# Is Calvary Chapel Cultic?



## Blue Tick

Do you think Calvary Chapel is cultic? 

I ask this because I attended Calvary for a long time and was on staff at two different Calvary churches and observed cultic behavior. From the complete lack of any pastoral accountability, sophomoric teaching, and Chuck Smith worship it's definitely fertile for serious kool aid drinkers! 

When my wife and I were asked to leave (actually escorted out of the building) because I was truthful as to why we were leaving, the staff was informed not to talk to us. 

I just get angry sometimes at their anti-calvinist diatribes.

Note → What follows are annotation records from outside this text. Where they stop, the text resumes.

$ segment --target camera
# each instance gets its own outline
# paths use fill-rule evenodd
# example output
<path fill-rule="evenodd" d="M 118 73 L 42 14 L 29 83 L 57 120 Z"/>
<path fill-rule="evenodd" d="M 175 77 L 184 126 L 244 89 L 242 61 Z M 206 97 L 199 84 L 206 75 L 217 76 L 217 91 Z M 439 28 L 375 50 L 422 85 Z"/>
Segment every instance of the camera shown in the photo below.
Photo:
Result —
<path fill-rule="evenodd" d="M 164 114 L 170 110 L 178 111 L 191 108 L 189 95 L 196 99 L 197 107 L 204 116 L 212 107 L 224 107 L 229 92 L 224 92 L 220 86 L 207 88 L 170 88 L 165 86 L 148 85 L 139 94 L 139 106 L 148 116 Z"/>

I have many friends who no longer talk to us because we are reformed. The thing is they don't know anything about being reformed or what it means to be a calvinist.
The leaders in Calvary manipulate the laity into thinking calvinism is synonymous with the boogey man.

Boo! Here's Johnny Calvinist! 


Any thoughts or experience with Calvary please share. It will be quite cathartic for me.

Thank Him for His Mercy!

John


----------



## Pergamum

WHat were the circumstances of your being asked to leave?


----------



## Scott Bushey

Add to my list from the other thred:
1) Rebaptizers (making them true anabaptists)
2) Not disqualifying leadership that has been caught in grievous sin, i.e adultery.
3) Leadership essentially ordain themselves.

Chuck Smith is Pope!


----------



## bill c.

I attended the local CC and never once heard the pastor speak about Calvinism pro or con. He did quote from Calvin a few times nothing negative though. Maybe it varies depending on the pastor. I was kind of uneasy about the issue of who the pastor was accountable to. I had heard that CC pastors were supposed to denigrate other churches but never heard this instead heard the pastor speak very well of other churches. The bookstore at CC had a lot of books by Reformed authors like Pink, Watson, Lloyd-Jones, Boice, etc. and they sold very well.

I did attend one of the home fellowships where I felt things were a little cult-like.


----------



## ReformedWretch

Most CC pastors will call themselves 4 pointers or Calminians (ugh). I came out of a CC church before getting into my current one and while I wouldn't call them "cultic" I would say they are cult like. Their ignornace is to blame. Many of them are "seeker sensitive" which only ads to their problems.

Everything Scott said is true!

1) Rebaptizers (making them true anabaptists)

Absolutely!

2) Not disqualifying leadership that has been caught in grievous sin, i.e adultery.

I've seen this!

3) Leadership essentially ordain themselves.

I was at an ordaination and it was creepy!



> Chuck Smith is Pope!



While many make this into a joke, it is very, very true.


----------



## R. Scott Clark

Out here they tend to be very hostile to the doctrines of grace. They've gone after us (Oceanside URC) hammer and tong. Ask Pastor Hyde about his experience or the experiences of some of our members. They do resemble those groups envisioned by the Belgic Confession Art 29 denominated "sects" that appropriate to themselves the name "church." 

They certainly _appear_ to have some of the qualifications of a cult as defined by the sociologists: 

Can one criticize the leadership without repercussion? No. 

Do they claim secret knowledge? Sometimes. 

Do they have open leadership? No. 

Do they have open finances? ??? (a short aside, when we began our congregation as a church plant we had no officers and I had to help with the offering. I asked one of the young men, ex-CC, to help me count and be accountable. He was shocked. He said, "In CC, this was very secret." 

When we discipline people we outline the _appeal_ process for them in case we've erred. Somehow I guess that doesn't happen in CC.

rsc


----------



## Cheshire Cat

Within CC there can be some significant differences between churches, depending on size, location, pastors, etc. No, CC is not a cult. In that case you may as well just label many non-denominational churches cults, because they don't ascribe to Calvinism, etc. As I am relatively new to reformed theology, I find it disgusting when such words are thrown around about brothers and sisters in Christ.


----------



## Philip A

There is some good discussion on Calvary Chapel from some of the other URC pastors in Southern California as well, available at the URClearning website.

They don't beat around the bush


----------



## Semper Fidelis

The history of American cults is very interesting. All the major cults had their genesis in a hyper-eschatalogical focus. 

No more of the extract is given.